The current process for master-replica switchover e.g. https://phabricator.wikimedia.org/T409818 requires multiple manual steps.
This task is to add automation to:
- Add new safety checks around host and section health
- Replace copypasting during the switchover process
- Leverage data now available in the Zarcillo DB
- Enable extensive unit/functional test (pytest)
- Enable end-to-end integration tests on testbed T400056
- Have it fully documented on wikitech so it can be used by any op
- have a dry-run feature where it goes over each step, but doesn't really change anything
- Provide timestamps for each step executed
- Total read_only time on a MySQL level
- More pre-flight checks such as
- is pt-heartbeat running on the current master?
- Make heartbeat migration more robust until it is migrated to a systemd service or moved remotely (so it is automatic and etcd-dependent)

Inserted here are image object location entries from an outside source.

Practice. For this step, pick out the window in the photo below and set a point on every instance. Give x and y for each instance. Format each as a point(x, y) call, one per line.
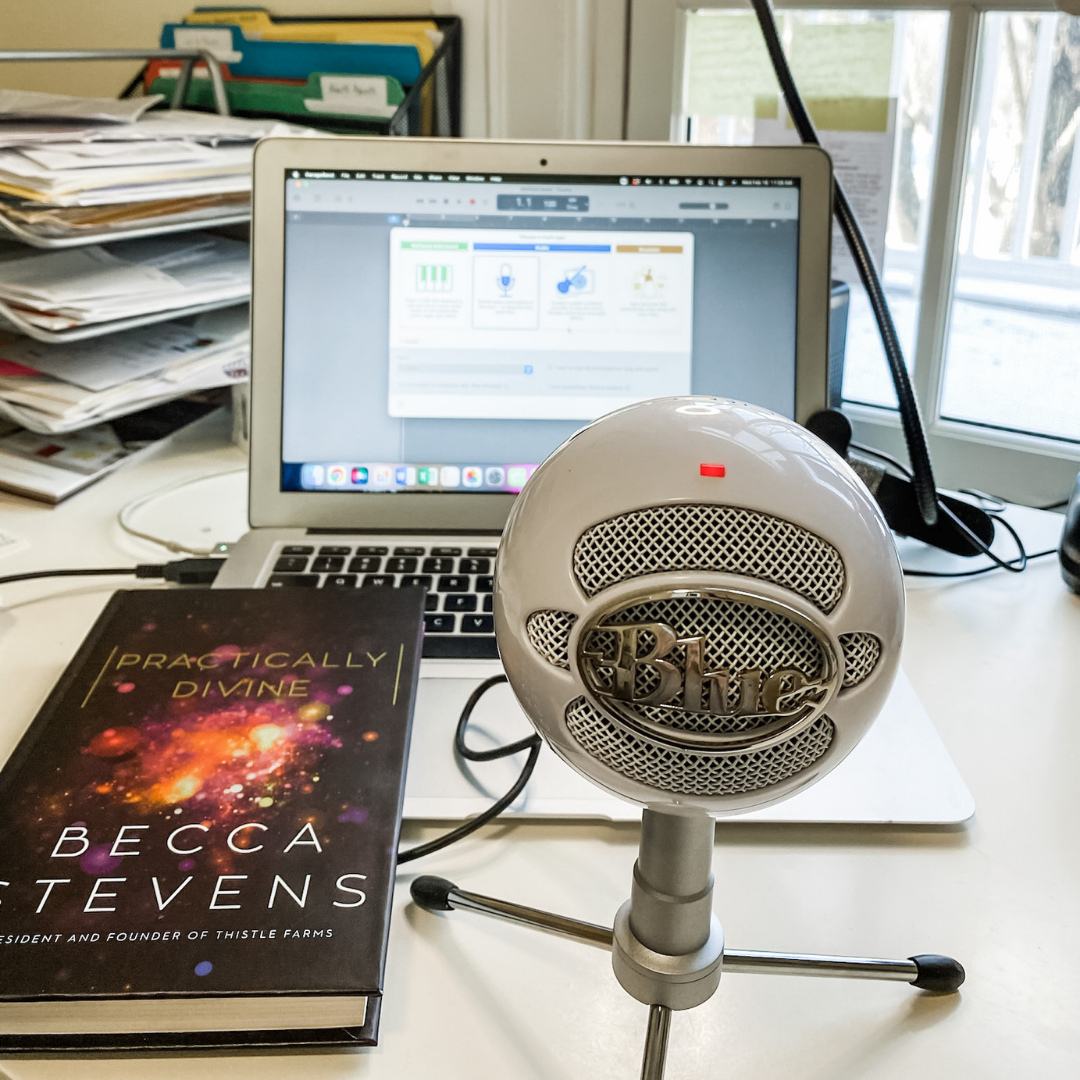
point(977, 233)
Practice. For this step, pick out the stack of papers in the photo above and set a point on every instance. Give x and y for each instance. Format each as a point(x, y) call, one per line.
point(66, 154)
point(52, 468)
point(57, 291)
point(51, 389)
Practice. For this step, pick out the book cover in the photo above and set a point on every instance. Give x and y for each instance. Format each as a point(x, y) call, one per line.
point(207, 808)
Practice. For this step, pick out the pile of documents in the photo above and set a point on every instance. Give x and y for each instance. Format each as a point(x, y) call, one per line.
point(57, 291)
point(76, 166)
point(59, 388)
point(51, 468)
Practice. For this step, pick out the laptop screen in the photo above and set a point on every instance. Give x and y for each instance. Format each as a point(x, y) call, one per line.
point(445, 333)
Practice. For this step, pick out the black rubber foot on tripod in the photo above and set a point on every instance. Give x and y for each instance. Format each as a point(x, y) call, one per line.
point(432, 894)
point(939, 973)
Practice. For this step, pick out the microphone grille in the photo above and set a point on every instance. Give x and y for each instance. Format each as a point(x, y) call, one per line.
point(709, 537)
point(549, 632)
point(693, 772)
point(861, 652)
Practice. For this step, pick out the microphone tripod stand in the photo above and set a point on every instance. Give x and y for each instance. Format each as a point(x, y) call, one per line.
point(666, 945)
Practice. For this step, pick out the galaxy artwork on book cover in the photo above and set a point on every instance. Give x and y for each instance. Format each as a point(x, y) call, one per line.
point(210, 801)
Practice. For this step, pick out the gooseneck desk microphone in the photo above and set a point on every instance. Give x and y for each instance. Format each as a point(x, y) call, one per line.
point(700, 609)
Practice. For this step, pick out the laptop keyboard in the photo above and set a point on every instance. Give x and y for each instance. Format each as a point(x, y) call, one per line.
point(458, 622)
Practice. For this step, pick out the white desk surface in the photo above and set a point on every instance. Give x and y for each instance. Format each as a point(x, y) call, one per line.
point(995, 661)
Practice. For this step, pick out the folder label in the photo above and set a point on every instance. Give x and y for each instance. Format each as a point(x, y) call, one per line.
point(353, 93)
point(217, 42)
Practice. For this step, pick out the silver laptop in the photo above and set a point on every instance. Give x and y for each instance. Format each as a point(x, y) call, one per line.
point(431, 318)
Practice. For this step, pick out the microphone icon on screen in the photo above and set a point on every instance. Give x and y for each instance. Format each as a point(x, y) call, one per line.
point(505, 279)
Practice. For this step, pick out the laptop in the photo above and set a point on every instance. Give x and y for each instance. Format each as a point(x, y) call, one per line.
point(431, 318)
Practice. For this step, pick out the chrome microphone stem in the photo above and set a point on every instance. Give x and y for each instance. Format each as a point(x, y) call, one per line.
point(667, 946)
point(656, 1042)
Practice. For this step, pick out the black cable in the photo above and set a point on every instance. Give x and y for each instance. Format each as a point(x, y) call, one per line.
point(970, 574)
point(72, 574)
point(183, 571)
point(1014, 566)
point(531, 743)
point(926, 489)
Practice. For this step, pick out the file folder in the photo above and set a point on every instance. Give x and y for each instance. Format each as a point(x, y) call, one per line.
point(258, 24)
point(324, 94)
point(294, 59)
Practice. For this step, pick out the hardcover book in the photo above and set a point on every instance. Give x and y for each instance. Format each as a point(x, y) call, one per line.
point(198, 832)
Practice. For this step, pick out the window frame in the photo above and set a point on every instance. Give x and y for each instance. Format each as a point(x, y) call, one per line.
point(1024, 468)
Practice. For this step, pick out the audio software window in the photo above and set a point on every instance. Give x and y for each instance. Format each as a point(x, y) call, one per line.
point(475, 320)
point(523, 324)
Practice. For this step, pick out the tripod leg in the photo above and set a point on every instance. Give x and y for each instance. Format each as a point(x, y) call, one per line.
point(437, 894)
point(656, 1042)
point(928, 972)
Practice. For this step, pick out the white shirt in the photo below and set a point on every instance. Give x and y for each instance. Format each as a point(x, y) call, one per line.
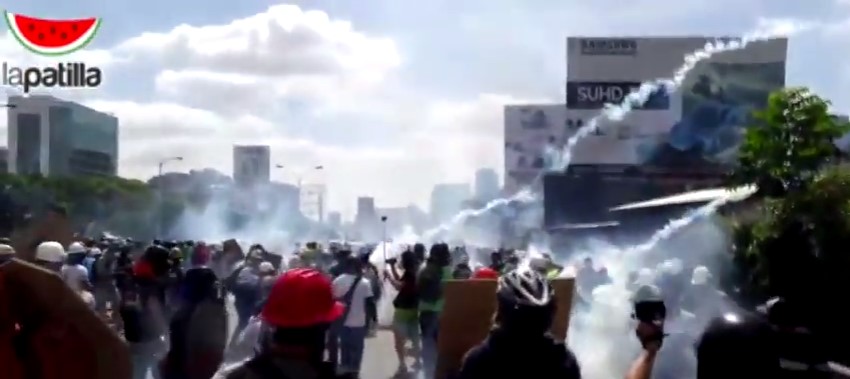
point(357, 315)
point(74, 276)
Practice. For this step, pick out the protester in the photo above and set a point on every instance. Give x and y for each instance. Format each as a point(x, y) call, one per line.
point(486, 273)
point(244, 283)
point(297, 316)
point(102, 277)
point(354, 291)
point(73, 272)
point(143, 312)
point(406, 309)
point(198, 329)
point(519, 346)
point(431, 280)
point(50, 255)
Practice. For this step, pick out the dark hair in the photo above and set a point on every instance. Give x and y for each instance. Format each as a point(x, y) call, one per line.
point(409, 261)
point(312, 337)
point(440, 254)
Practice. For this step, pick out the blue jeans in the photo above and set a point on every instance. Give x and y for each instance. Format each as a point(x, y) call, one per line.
point(429, 327)
point(144, 357)
point(352, 343)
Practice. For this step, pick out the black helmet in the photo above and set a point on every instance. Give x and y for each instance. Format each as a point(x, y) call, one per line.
point(526, 302)
point(525, 288)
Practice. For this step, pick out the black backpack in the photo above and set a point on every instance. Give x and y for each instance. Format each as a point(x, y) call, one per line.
point(429, 284)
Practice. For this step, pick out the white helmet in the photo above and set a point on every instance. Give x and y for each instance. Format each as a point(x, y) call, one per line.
point(266, 267)
point(700, 276)
point(76, 248)
point(538, 262)
point(50, 251)
point(645, 276)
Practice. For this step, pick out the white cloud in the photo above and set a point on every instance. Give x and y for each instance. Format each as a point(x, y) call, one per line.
point(448, 144)
point(320, 91)
point(283, 41)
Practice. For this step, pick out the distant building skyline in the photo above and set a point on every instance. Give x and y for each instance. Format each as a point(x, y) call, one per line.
point(447, 200)
point(488, 186)
point(50, 136)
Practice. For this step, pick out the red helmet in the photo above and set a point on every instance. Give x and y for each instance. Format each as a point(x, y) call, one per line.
point(300, 298)
point(486, 273)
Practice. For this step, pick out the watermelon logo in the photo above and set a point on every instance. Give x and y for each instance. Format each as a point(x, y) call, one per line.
point(51, 38)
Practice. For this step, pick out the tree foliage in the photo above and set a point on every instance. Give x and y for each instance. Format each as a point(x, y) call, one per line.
point(85, 199)
point(791, 140)
point(795, 244)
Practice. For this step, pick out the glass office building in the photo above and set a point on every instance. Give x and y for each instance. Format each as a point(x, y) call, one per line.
point(54, 137)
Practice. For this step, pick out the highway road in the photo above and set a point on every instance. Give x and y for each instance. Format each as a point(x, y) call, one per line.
point(379, 361)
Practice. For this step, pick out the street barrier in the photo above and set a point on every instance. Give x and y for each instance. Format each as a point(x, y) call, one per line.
point(468, 317)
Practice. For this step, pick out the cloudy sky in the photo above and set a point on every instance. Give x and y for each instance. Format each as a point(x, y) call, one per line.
point(389, 96)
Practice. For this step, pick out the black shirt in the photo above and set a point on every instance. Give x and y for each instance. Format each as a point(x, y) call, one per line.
point(502, 355)
point(407, 297)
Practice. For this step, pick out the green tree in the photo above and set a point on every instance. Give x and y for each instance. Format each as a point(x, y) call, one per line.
point(793, 241)
point(791, 140)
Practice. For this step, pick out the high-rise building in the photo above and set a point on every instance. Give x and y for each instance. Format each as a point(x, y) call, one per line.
point(49, 136)
point(447, 200)
point(251, 164)
point(335, 220)
point(673, 142)
point(4, 160)
point(487, 186)
point(366, 220)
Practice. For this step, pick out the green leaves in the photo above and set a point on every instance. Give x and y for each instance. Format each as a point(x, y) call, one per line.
point(794, 240)
point(789, 142)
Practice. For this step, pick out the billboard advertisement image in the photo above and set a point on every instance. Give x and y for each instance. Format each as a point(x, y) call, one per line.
point(700, 124)
point(529, 130)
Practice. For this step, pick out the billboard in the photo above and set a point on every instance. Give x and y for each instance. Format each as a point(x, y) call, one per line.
point(251, 164)
point(699, 124)
point(529, 129)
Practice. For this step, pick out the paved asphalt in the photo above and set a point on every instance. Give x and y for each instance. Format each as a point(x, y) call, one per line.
point(379, 361)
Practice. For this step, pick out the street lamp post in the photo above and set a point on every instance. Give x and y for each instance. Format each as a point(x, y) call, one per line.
point(161, 224)
point(299, 181)
point(384, 236)
point(164, 161)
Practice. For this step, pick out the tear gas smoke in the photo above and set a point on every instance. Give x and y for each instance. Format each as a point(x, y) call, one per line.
point(640, 96)
point(601, 330)
point(560, 160)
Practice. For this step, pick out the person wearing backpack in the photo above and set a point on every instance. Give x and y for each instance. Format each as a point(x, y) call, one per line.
point(355, 292)
point(406, 308)
point(198, 329)
point(430, 283)
point(101, 277)
point(296, 319)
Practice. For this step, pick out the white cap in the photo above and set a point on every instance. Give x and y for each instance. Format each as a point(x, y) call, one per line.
point(538, 262)
point(647, 293)
point(50, 251)
point(266, 267)
point(700, 276)
point(76, 248)
point(671, 266)
point(644, 277)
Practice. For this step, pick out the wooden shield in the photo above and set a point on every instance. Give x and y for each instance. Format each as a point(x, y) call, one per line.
point(468, 317)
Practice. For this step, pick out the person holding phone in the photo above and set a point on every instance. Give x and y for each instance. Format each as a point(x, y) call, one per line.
point(650, 314)
point(406, 304)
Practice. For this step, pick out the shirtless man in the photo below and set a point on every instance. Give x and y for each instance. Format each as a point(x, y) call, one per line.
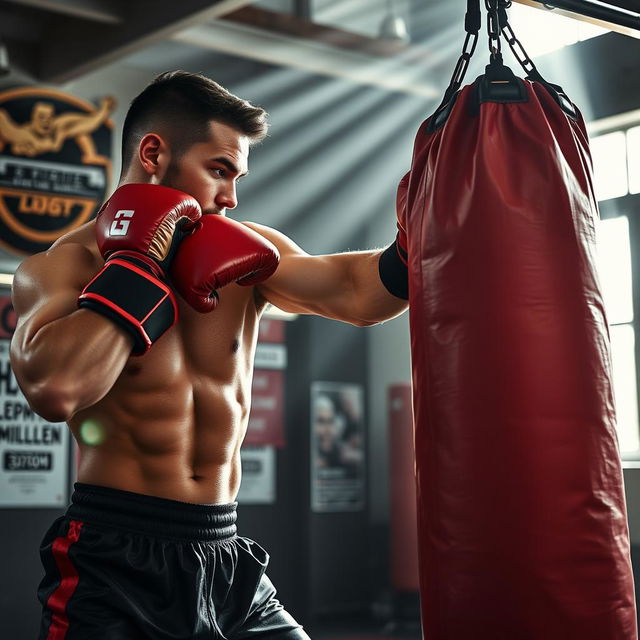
point(121, 335)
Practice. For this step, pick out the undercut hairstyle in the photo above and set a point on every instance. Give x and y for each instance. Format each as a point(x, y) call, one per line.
point(180, 105)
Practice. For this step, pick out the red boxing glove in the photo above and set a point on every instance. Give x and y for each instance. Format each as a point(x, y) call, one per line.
point(219, 252)
point(137, 231)
point(401, 214)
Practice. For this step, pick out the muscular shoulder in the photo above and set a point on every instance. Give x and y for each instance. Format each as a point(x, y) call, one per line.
point(66, 266)
point(285, 245)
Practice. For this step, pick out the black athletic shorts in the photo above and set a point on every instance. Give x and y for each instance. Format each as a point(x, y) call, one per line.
point(124, 566)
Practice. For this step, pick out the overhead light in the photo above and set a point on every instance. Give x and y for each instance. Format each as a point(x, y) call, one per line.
point(393, 26)
point(5, 69)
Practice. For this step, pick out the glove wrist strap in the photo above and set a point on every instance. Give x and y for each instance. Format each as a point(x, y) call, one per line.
point(393, 271)
point(128, 292)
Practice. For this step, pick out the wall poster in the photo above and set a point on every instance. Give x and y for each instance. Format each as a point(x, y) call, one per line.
point(338, 453)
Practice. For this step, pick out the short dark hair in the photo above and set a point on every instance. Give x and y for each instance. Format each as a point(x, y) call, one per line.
point(182, 105)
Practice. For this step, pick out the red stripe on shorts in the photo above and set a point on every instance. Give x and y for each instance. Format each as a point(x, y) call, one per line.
point(58, 600)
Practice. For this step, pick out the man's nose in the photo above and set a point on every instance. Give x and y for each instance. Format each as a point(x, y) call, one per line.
point(227, 198)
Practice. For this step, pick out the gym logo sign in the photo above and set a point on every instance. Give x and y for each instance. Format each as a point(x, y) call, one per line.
point(55, 165)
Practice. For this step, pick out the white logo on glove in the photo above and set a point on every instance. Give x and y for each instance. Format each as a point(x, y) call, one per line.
point(120, 227)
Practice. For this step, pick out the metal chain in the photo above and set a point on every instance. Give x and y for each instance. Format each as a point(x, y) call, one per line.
point(470, 43)
point(493, 28)
point(518, 50)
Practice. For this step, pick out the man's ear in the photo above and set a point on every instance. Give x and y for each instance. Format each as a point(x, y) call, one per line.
point(154, 155)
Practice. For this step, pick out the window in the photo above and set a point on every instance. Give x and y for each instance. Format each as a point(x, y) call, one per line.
point(614, 267)
point(633, 159)
point(610, 165)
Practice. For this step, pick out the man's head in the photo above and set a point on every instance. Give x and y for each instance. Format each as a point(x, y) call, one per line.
point(42, 118)
point(179, 125)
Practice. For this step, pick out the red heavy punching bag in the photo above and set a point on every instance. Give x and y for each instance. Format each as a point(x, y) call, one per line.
point(521, 514)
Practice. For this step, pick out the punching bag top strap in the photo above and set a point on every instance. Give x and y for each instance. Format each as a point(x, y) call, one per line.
point(499, 84)
point(472, 24)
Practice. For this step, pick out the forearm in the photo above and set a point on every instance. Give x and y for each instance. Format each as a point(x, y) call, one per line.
point(70, 363)
point(371, 301)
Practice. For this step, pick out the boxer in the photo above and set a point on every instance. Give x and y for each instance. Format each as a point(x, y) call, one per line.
point(139, 330)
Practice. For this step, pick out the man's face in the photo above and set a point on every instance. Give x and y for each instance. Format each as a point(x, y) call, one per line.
point(325, 423)
point(209, 171)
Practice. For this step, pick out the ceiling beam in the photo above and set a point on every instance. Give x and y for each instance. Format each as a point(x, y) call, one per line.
point(300, 27)
point(392, 74)
point(622, 16)
point(71, 52)
point(94, 10)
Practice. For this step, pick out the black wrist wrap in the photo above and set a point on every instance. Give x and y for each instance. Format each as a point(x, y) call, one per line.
point(393, 271)
point(134, 298)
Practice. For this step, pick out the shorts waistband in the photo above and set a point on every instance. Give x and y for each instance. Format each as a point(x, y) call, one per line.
point(152, 515)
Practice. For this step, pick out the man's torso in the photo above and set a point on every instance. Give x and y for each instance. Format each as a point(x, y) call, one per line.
point(173, 422)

- It alters or checks some master-related variables automatically (pt-config-diff h=localhost /etc/my.cnf ?):
- Alter expire_log_days variable
- Alter gtid mode automatically
- Alter semi-sync automatically
- Provide timestamps for each step executed
Improving testability and confidence on the automation to then implement switchover when the old master is unreachable (T196366) and later on implement emergency failover in T384810
Incremental implementation + test progress:
- functional test
- run against test-s4 section
- run against prod on secondary DC
- run against prod primary DC